Het onbekende en nog ongepubliceerde handgeschreven Iournaal van een Leidse jongeman, Jean Henri Schultz, over zijn reis naar en in Suriname in 1800/1801, was de andere bron waaraan we veel aandacht besteed hebben. De studenten vonden het handschrift dat ze moesten translittereren, moeilijk leesbaar, maar deze moeilijkheidsgraad verbleekte toen ik hun een vroeg-zeventiende-eeuws handschrift uit de rijke voorraad van mijn collega Piet Verkruijsse voorlegde. Een tumultueus gesis en gezucht bevestigde mijn didactische opzet. Toen ze na enkele dagen net zo hard steunen en kreunen als de Amsterdamse studenten die tekst letter voor letter en woord voor woord konden lezen, was het translittereren van Schultz een peulenschilletje geworden.

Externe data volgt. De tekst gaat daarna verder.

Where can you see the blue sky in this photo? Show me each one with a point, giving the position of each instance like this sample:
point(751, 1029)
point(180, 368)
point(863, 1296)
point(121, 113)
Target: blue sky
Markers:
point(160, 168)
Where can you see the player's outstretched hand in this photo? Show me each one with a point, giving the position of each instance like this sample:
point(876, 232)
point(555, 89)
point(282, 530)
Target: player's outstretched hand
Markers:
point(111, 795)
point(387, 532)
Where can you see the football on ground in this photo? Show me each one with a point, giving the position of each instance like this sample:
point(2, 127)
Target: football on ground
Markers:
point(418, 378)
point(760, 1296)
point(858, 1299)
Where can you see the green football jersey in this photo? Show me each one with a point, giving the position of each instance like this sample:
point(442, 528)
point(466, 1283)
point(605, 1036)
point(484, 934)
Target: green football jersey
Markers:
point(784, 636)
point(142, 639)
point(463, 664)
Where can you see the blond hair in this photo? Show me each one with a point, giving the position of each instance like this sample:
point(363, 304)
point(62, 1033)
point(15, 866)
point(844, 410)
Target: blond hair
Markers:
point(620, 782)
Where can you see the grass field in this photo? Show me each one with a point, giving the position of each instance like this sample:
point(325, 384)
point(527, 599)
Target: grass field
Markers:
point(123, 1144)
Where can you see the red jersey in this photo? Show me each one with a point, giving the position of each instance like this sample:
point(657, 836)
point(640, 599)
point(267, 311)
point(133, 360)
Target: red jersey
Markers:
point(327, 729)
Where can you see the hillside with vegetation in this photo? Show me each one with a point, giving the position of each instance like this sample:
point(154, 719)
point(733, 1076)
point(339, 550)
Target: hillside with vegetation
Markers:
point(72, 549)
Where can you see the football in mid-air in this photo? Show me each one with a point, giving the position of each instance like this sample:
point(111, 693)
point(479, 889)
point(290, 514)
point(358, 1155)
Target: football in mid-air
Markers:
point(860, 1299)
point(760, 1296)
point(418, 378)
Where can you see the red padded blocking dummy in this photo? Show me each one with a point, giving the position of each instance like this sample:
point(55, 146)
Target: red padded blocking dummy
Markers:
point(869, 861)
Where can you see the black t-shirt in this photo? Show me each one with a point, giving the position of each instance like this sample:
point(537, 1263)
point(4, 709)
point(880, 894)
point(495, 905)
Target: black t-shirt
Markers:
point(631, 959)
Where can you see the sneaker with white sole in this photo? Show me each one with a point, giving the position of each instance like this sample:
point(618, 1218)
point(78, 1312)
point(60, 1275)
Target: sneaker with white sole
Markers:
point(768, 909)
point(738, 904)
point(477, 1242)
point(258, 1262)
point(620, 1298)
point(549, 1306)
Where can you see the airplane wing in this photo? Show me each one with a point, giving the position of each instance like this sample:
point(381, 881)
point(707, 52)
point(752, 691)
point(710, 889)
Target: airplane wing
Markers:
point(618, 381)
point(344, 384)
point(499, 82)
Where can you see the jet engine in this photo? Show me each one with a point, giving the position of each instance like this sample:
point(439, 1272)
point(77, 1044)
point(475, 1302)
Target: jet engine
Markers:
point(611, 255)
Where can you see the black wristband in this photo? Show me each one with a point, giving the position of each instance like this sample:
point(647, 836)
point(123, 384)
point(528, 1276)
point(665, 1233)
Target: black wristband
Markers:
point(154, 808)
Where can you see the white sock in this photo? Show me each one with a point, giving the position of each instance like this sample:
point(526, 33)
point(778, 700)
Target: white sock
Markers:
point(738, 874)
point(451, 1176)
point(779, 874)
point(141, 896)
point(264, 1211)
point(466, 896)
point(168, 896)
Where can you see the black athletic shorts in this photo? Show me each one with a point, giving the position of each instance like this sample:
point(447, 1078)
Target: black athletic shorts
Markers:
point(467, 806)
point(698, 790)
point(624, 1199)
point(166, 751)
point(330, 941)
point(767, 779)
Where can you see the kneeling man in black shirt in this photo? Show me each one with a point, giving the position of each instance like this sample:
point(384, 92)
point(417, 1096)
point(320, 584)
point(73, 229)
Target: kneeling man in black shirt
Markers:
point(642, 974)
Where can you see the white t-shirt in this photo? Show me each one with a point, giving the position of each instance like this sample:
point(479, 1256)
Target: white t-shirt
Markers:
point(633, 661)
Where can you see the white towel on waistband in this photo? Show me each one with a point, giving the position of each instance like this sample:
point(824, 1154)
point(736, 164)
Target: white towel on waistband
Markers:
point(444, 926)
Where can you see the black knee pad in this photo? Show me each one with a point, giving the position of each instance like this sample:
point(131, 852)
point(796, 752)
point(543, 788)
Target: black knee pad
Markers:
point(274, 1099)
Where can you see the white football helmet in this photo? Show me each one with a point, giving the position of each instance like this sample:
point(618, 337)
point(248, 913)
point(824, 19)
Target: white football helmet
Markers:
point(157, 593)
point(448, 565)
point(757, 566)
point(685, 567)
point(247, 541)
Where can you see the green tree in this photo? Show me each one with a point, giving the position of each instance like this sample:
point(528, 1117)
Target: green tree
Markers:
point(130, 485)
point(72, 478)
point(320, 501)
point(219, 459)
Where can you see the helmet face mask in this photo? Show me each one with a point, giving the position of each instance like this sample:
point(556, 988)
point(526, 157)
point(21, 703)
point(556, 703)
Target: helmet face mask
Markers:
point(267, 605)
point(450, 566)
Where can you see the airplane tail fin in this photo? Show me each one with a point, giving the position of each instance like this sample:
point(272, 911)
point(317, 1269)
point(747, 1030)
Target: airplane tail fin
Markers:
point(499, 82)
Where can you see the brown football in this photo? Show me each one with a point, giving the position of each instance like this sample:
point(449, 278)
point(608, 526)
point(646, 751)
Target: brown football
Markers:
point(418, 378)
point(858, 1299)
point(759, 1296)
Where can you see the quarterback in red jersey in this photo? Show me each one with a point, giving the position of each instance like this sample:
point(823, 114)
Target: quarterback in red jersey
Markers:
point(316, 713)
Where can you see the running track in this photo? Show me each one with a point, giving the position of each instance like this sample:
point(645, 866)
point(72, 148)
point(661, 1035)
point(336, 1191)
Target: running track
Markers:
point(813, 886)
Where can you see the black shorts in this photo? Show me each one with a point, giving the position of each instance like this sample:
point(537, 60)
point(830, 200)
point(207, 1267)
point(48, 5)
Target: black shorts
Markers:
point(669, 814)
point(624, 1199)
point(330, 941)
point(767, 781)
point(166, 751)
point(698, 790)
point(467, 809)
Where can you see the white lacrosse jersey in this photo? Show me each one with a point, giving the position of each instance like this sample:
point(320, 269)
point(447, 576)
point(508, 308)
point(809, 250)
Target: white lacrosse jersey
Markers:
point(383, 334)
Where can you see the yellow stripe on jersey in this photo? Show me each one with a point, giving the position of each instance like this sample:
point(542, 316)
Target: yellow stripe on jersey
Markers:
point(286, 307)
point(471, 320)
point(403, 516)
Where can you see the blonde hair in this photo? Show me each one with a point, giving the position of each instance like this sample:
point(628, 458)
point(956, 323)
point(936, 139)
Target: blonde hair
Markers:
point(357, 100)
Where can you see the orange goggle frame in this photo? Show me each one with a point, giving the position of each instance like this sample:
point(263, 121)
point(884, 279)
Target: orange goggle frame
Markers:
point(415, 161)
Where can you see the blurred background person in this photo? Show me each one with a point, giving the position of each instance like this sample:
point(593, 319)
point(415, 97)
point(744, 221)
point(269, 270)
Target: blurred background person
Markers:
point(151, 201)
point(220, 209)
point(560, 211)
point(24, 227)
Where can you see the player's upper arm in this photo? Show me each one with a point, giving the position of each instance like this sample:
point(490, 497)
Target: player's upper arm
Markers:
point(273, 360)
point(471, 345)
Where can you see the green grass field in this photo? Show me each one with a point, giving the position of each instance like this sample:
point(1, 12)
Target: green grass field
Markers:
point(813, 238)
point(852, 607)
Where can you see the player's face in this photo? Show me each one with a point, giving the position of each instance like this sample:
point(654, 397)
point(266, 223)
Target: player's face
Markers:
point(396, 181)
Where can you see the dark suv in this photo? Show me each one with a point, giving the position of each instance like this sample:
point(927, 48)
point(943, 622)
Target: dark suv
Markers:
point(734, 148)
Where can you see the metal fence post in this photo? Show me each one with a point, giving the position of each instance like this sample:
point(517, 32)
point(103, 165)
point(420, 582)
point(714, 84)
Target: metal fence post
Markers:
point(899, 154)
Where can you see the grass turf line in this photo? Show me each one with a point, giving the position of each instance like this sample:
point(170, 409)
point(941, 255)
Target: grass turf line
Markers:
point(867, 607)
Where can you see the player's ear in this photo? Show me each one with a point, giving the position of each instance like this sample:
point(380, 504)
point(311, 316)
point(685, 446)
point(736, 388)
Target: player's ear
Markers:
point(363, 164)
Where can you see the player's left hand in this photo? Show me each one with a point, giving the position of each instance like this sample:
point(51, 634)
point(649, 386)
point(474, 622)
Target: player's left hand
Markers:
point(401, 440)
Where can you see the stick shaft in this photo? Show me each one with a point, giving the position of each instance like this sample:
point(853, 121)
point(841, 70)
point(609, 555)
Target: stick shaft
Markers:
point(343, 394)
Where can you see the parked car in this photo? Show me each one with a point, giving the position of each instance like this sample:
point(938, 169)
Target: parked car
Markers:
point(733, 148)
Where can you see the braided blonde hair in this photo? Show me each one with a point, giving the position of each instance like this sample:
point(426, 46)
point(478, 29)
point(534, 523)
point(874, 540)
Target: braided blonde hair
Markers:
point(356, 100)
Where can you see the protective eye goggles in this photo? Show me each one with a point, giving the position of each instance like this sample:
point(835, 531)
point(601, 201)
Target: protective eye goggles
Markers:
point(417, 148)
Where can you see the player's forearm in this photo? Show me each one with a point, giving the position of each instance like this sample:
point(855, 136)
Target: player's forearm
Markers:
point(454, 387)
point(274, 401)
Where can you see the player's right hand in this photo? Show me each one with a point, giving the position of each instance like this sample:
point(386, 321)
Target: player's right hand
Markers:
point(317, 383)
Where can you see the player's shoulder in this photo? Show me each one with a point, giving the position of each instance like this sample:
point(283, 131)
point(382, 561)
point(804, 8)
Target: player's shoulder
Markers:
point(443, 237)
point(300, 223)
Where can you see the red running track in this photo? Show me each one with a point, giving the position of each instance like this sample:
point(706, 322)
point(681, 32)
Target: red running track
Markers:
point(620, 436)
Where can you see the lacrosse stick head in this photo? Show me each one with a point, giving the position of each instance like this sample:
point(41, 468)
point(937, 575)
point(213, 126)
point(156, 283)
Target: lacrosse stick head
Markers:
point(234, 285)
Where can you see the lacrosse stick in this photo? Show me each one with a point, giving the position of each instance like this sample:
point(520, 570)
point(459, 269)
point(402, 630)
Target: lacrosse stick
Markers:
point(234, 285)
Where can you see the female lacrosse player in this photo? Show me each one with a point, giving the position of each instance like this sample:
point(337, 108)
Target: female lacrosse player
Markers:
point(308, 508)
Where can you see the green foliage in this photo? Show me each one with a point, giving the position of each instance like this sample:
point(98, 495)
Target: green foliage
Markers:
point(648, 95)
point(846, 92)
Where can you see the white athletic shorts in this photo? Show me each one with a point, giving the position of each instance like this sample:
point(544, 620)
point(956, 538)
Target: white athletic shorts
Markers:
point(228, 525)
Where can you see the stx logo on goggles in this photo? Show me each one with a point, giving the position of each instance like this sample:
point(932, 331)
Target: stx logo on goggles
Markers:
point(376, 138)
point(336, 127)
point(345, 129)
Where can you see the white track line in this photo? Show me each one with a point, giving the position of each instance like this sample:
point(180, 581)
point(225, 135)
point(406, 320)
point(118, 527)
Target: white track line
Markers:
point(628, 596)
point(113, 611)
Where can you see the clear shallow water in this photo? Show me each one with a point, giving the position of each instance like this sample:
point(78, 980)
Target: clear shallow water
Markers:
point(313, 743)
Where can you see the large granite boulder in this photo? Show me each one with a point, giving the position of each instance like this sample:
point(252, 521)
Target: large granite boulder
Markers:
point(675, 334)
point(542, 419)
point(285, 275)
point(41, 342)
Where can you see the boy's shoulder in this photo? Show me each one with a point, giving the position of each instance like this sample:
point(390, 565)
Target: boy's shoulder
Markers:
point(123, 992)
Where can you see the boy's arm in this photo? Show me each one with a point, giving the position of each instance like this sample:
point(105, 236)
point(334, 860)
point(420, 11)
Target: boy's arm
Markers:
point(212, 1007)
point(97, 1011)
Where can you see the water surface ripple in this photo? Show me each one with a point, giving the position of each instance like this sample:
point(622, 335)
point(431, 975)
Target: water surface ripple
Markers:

Van het journaal hebben we samen een teksteditie gemaakt, waarbij naast taalkundige zaken problemen van editietechniek, woord- en zakencommentaar, de revue passeerden. Ook in Schultz' journaal treffen we naast historische feiten voorbeelden van bizarre beeldvorming aan, evenals van koloniale meningsvorming. Bij de behandeling van de kaaiman (krokodil) wordt in alle ernst meegedeeld dat sommige indianenvrouwen ‘het hielden met’ kaaimannen. Met een knipoog naar Choderlos de Laclos zou ik dit ‘Liaisons très dangereuses’ willen noemen, levensgevaarlijk. Wij hebben deze mededeling bij geen enkele andere schrijvende reiziger bevestigd gevonden. Het is een mythe zoals die van eldorado, menseneters, kopvoeters en andere monsters in de binnenlanden van Guyana. Problematisch wordt Schultz ook als hij over slavernij schrijft, het is duidelijk dat hij op de één of andere manier belangen heeft in de plantagelandbouw. Hij noemt naar beste weten aantallen plantages, slaven en ponden geproduceerde suiker, maar over de slavernij als zodanig geeft hij een ‘mening’: de praktijk valt best mee, het is lang zo erg niet als men in Nederland wel ‘uitkrijt’, vooral sinds het boek van Stedman uitgekomen is. John Gabriel Stedman geeft beschrijvingen en schokkende afbeeldingen van strafplegingen in zijn boek Reize naar Surinamen en door de binnenste gedeelten van Guiana (1799-1800). Schultz polemiseert op zijn manier met de kritische Stedman. Eerst vindt

[pagina 280]
[p. 280]

men dat straffen van de slaven wel onaangenaam om te zien, schrijft hij, maar het went snel en op den duur komt men tot de conclusie dat de slaven niet beter verdienen [...]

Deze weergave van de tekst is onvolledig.